Про мега-сканирование
Jul. 13th, 2007 02:40 amИнтересные подробности:
“Previously, when people have done scanning, they always were constrained by their budget and their scale,” Clancy told me. “They had to spend all this time figuring out which were the perfect ten thousand books, so they spent as much time in selection as in scanning. All the technology out there developed solutions for what I’ll call low-rate scanning. There was no need for a company to build a machine that could scan thirty million books. Doing this project just using commercial, off-the-shelf technology was not feasible. So we had to build it ourselves.”
Google will not discuss its proprietary scanning technology, but, rather than investing in page-turning equipment, the company employs people to operate the machines, I was told by someone familiar with the process. “Automatic page-turners are optimized for a normal book, but there is no such thing as a normal book,” Clancy said. “There is a great deal of variability over books in a library, in terms of size or dust or brittle pages.” (To needle Google, several blogs have posted images from the books site that include the scanners’ fingers.) Google will not reveal how much it is spending on the books project. In 2005, Microsoft announced that it would spend two and a half million dollars to scan a hundred thousand out-of-copyright books in the collection of the British Library. At this rate, scanning thirty-two million books—the number in WorldCat’s database—would cost Google eight hundred million dollars, a major but hardly extravagant expenditure for a multibillion-dollar corporation.

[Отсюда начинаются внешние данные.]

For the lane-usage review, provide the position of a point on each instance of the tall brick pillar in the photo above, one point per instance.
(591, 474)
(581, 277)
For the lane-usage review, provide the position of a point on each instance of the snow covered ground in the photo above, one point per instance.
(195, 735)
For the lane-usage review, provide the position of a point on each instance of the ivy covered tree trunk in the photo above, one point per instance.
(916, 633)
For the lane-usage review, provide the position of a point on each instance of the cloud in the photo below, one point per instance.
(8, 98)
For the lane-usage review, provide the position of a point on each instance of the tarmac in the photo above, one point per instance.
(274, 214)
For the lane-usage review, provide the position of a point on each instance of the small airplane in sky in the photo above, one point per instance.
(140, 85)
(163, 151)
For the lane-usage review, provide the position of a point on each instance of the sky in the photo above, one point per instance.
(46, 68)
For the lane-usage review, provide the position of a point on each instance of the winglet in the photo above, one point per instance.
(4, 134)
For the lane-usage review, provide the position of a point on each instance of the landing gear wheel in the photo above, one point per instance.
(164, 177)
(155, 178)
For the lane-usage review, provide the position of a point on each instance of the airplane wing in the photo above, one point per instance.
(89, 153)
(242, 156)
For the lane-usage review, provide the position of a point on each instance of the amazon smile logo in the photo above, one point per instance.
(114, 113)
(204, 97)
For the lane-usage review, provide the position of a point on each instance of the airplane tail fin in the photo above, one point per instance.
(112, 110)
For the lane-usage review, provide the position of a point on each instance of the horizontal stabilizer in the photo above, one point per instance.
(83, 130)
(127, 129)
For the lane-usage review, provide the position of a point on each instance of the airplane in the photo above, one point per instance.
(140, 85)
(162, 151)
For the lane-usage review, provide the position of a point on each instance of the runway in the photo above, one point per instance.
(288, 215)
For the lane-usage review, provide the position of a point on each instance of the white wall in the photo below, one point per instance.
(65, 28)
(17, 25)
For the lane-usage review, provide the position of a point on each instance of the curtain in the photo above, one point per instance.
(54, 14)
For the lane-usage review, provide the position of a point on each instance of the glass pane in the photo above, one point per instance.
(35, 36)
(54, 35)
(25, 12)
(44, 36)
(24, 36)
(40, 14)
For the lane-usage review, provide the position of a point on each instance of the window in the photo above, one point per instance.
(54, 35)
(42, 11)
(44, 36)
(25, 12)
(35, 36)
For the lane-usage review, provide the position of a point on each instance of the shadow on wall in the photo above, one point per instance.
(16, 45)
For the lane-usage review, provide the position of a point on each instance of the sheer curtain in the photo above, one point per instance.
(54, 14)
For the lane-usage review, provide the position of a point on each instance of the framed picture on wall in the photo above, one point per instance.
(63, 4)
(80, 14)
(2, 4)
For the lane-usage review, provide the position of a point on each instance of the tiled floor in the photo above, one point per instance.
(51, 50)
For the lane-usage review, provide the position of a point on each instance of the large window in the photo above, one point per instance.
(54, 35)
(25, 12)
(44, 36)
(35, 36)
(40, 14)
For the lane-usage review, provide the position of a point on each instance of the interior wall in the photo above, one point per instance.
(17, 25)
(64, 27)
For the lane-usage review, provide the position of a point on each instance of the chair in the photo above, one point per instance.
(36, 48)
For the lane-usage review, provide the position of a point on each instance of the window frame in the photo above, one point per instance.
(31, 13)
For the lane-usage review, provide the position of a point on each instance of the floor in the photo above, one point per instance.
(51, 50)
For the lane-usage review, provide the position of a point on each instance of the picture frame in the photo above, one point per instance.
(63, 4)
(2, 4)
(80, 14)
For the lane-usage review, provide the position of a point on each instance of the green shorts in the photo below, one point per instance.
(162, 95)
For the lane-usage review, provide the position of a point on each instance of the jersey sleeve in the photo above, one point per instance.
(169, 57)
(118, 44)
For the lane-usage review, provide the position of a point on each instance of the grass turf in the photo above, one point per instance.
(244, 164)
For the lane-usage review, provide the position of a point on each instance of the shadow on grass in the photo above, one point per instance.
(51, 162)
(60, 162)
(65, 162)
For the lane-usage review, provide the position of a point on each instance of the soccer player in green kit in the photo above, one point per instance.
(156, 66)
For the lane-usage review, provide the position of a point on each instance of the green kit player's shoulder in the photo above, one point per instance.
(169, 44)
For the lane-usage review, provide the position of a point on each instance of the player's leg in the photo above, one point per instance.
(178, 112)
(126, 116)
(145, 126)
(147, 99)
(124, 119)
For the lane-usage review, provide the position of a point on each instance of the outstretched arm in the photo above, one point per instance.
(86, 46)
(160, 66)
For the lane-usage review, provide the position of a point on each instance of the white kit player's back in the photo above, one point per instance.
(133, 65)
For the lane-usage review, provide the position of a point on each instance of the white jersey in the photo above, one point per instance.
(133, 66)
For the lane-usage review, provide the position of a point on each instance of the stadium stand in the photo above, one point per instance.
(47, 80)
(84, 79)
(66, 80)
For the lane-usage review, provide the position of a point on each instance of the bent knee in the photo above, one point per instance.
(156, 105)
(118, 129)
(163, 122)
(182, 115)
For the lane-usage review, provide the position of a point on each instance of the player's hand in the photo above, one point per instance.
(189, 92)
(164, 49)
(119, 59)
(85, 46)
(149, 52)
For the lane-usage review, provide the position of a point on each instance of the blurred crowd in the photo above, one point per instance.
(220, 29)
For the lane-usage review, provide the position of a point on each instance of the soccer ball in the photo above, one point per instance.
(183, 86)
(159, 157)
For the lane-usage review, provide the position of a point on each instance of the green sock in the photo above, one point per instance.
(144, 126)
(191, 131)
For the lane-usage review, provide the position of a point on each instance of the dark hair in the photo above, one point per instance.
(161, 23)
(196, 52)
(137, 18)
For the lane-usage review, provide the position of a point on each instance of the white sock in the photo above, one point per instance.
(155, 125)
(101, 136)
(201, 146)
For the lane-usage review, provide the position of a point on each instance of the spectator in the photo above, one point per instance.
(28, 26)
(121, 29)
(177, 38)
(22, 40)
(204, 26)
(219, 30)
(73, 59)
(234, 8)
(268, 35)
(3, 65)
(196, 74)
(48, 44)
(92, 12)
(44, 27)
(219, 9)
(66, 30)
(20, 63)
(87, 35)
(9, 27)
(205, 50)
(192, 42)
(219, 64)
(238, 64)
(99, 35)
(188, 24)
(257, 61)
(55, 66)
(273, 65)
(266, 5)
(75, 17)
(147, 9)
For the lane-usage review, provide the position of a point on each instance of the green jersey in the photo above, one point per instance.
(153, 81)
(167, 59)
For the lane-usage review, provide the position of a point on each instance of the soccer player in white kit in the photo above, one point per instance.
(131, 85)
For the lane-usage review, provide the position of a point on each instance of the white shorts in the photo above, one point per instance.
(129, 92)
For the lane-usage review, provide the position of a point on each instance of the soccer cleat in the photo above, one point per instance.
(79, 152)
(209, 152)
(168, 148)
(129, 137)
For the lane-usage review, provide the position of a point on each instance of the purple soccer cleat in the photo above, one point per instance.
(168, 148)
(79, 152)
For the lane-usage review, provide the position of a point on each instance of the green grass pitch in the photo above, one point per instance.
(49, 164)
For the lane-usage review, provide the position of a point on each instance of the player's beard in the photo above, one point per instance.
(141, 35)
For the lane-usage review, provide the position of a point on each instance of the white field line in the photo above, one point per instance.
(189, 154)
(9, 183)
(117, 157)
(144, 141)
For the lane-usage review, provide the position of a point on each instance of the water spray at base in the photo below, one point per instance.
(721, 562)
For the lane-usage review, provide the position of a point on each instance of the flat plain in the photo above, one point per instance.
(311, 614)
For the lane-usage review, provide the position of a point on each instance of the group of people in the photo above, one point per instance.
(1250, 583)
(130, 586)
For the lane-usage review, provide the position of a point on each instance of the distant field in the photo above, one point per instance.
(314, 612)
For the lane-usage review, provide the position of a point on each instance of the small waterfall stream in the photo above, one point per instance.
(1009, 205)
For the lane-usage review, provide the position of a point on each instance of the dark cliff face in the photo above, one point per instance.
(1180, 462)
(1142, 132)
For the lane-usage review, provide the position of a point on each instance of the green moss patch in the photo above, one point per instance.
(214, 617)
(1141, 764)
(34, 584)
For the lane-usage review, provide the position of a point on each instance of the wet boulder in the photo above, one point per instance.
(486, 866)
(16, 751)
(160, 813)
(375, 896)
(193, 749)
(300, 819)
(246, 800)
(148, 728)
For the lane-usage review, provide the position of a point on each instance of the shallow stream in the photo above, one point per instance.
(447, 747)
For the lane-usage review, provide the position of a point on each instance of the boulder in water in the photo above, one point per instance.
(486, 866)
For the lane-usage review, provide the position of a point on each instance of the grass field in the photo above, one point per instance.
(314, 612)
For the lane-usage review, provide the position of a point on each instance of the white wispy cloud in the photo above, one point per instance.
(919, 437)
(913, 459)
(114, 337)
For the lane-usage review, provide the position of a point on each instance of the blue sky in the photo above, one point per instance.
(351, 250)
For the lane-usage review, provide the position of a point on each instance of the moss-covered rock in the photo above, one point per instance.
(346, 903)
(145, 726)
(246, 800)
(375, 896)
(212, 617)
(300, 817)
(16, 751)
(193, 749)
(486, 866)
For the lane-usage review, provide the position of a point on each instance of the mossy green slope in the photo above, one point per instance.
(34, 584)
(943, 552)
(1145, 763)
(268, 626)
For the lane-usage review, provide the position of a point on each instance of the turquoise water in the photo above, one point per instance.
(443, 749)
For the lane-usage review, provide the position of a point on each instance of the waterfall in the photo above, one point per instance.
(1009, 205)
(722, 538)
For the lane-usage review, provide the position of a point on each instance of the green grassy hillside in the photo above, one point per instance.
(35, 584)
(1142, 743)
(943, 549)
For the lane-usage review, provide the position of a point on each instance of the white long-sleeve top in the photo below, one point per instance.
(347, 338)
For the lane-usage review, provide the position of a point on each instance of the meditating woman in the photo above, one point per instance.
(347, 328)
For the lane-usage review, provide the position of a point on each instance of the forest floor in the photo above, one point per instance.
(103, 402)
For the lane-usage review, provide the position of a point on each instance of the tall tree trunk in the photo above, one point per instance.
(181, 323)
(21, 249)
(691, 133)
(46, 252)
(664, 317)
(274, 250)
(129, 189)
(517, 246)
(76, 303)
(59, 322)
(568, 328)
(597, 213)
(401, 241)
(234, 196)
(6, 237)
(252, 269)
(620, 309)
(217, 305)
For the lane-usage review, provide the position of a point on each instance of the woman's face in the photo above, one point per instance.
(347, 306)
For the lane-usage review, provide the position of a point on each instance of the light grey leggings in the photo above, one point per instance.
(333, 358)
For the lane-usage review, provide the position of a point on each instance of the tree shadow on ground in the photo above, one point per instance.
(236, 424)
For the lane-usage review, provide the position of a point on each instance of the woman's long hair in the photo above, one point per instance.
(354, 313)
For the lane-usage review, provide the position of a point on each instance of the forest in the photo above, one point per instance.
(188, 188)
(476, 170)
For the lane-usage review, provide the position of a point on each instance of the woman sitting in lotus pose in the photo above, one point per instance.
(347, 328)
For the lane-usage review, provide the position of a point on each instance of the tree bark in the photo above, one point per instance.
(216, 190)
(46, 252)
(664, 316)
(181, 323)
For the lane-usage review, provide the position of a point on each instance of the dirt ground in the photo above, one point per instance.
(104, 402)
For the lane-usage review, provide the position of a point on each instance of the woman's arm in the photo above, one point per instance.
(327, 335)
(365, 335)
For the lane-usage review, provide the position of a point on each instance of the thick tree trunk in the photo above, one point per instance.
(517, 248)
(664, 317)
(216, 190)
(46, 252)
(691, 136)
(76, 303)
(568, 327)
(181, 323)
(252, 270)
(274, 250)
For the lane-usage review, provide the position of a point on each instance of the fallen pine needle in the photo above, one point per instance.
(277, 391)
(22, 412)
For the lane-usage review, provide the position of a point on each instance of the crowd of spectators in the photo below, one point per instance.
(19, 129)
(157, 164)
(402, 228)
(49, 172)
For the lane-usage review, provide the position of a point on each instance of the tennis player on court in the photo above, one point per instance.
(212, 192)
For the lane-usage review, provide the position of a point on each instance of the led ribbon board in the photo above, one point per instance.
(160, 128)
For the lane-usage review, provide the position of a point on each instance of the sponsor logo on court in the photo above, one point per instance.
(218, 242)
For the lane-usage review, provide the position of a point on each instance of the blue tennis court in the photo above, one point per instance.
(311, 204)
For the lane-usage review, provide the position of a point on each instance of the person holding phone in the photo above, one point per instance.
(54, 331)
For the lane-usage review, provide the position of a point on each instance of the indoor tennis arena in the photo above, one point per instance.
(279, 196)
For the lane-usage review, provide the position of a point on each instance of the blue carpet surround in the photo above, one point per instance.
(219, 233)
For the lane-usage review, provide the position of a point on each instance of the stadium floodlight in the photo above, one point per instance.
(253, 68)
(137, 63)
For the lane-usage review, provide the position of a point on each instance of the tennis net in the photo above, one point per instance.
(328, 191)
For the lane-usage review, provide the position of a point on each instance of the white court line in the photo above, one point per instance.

Copying all those pages presents many difficulties, but writing software to make the books useful to searchers is even harder. “The scanning technology is boring,” Clancy said. “The real challenge is to get somebody something that they are actually interested in, inside a book. Web sites are part of a network, and that’s a significant part of how we rank sites in our search—how much other sites refer to the others.” But, he added, “Books are not part of a network. There is a huge research challenge, to understand the relationship between books.”